He gave her the name and address and walked into the restaurant exactly half an hour later—and though he had one of those brief moments when he wondered why he was doing someone else’s investigation while on leave, it passed pretty quick.

The apartment. Those close walls. It was a relief to be out of there for a little while. He wasn’t anything apparently without the detective part of Jason Santiago. Maybe Kate was right, maybe he was a case study someone could get a Ph.D. analyzing if they wanted to bother with it, but he wasn’t positive he was that complicated.

His job was the machine that drove the man. Hmm. Sounded like a bad movie.

He’d chosen a steak place that had the advantage of not being so noisy a person had to shout across the table, but wasn’t dressy either. Good thing, as Danni arrived wearing shapeless slacks that he was sure she thought hid those few extra pounds, and a summer blouse over a camisole top.

There was decent atmosphere. Low lights, nice booths, vague piped-in music. There was also a bar with a polished top and racks of bottles. Nice but not expensive. Waiters in tuxedos were not his thing, no matter how good the food they served might be.

“Hi,” she said, sitting down. “I’m … here. I guess that’s it, I’m here … thanks for asking me out. I mean, I know you aren’t asking me out…”

The first sentence sputtered to an end and he got the sentiment right away from the gloss of tears in her eyes.

Problem one: he was not the world’s most sensitive guy, but he tried. “Hey, we’re friends, right? I tell you what, let’s catch up on what’s going on in the department and order our food, and after we eat, we’ll talk about more serious stuff. Sound reasonable?”

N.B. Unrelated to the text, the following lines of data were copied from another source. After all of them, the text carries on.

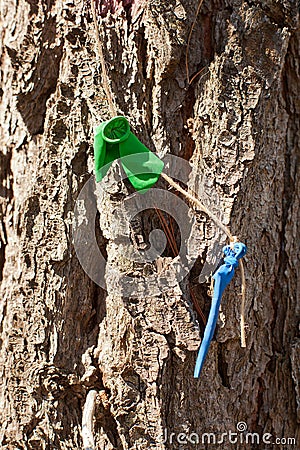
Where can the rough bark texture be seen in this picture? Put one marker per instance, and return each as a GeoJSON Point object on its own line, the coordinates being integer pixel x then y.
{"type": "Point", "coordinates": [61, 334]}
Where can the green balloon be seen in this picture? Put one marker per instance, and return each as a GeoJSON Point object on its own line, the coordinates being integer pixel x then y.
{"type": "Point", "coordinates": [114, 140]}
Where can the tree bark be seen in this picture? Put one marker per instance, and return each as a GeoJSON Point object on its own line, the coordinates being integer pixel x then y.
{"type": "Point", "coordinates": [237, 124]}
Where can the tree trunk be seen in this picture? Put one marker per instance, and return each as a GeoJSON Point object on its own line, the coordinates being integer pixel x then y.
{"type": "Point", "coordinates": [133, 340]}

Her tremulous smile spoke volumes. “Sure. I’ve had enough serious to last a lifetime.”

Normally he would have thought to himself that Grasso owed him, but this was as much about friendship as anything he could do for the lieutenant. She ordered a rib eye—medium—cottage fries, and a salad with oil and vinegar—on the side—and he got basically the same thing, except he opted for blue cheese dressing. He also asked for a glass of Merlot. Hey, he was taking a cab. Next week he saw the doctor and should be cleared for driving, especially when he told his physician he wasn’t taking the pain meds any longer.

Having his autonomy taken away had been probably the most difficult thing about his recovery. Besides, he drove a sweet vintage Mustang, fully restored, and that of itself was a pleasure, pure and simple, he’d been denied for weeks.

“You come here much?” She asked it as if she was actually interested in the answer and he appreciated the effort, since he doubted she was.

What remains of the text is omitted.